Ben Lindenheim gets separated from his brother Saul when they escape Nazi Germany on the Kindertransport. Saul boards the wrong ship and is transported to the US instead.
Ben is looked after well by the English family that hosts him. He falls in love and marries a young girl who lives in the neighbouring street. Britain has become his home, so when World War II breaks out he joins up and fights with the British.
Most of his unit are killed but he is looked after by the Resistance, finally making it as far as Malta where he is able to carry on working for the military. There, however, he learns that his wife and baby son and his wife’s family have all been killed in the Blitz.
After the war he goes to South Africa and is swindled out of a collection of diamonds he has found.
He starts to suffer from psoriasis and throughout the rest of his life he is hospitalised frequently for it. It flares up every time he is stressed. He meets his new wife Gail, a nurse at the hospital, and they have two children. The older one, Owen, is a disappointment. He is expelled from the school at which he had a scholarship. He leaves home but returns twelve years later after being in prison.

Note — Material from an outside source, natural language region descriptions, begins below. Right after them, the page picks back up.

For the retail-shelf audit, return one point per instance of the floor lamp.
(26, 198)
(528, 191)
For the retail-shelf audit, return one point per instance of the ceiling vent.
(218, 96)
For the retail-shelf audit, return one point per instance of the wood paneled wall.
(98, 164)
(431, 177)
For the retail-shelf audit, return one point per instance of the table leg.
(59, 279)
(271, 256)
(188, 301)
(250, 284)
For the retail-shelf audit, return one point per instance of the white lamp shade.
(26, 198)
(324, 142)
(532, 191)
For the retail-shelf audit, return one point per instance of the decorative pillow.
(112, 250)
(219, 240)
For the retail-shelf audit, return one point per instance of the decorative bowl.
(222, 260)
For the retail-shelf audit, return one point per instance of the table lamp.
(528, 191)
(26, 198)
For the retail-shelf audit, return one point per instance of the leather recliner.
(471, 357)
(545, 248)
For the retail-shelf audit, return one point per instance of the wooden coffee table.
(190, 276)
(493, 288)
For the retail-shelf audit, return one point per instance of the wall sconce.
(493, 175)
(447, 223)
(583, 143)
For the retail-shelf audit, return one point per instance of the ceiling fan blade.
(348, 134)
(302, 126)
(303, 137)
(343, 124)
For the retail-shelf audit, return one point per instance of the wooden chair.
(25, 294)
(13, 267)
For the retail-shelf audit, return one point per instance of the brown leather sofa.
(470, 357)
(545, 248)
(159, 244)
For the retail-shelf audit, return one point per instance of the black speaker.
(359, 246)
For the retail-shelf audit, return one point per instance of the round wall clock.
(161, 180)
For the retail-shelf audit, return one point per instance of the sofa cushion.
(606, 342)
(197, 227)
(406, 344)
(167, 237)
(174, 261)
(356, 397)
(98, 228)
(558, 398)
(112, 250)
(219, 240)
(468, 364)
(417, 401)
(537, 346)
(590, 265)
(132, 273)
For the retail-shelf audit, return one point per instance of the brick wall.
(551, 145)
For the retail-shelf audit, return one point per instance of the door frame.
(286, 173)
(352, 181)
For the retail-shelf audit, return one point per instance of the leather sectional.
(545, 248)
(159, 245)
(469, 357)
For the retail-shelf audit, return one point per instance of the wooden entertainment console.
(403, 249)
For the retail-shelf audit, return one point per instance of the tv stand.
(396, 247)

Within a year he is killed in a motorcycle accident; it was probably his own fault – he was four times over the limit.
Daughter Helen fares a little better though her first marriage is to an abusive partner.
Ben has been secretive all of his life and we aren’t exactly sure why he doesn’t tell Gail and his children about his past. Possibly it is because it is too painful.
He does come into contact with his brother right at the end of the book – after he has suffered a stroke.
After his death, daughter Helen puts the pieces together to
tell his story. A DNA test has told her that she is Jewish. She writes in order
to find an explanation as to why her father always overreacted when glass broke,
something that started after the Kristallnacht.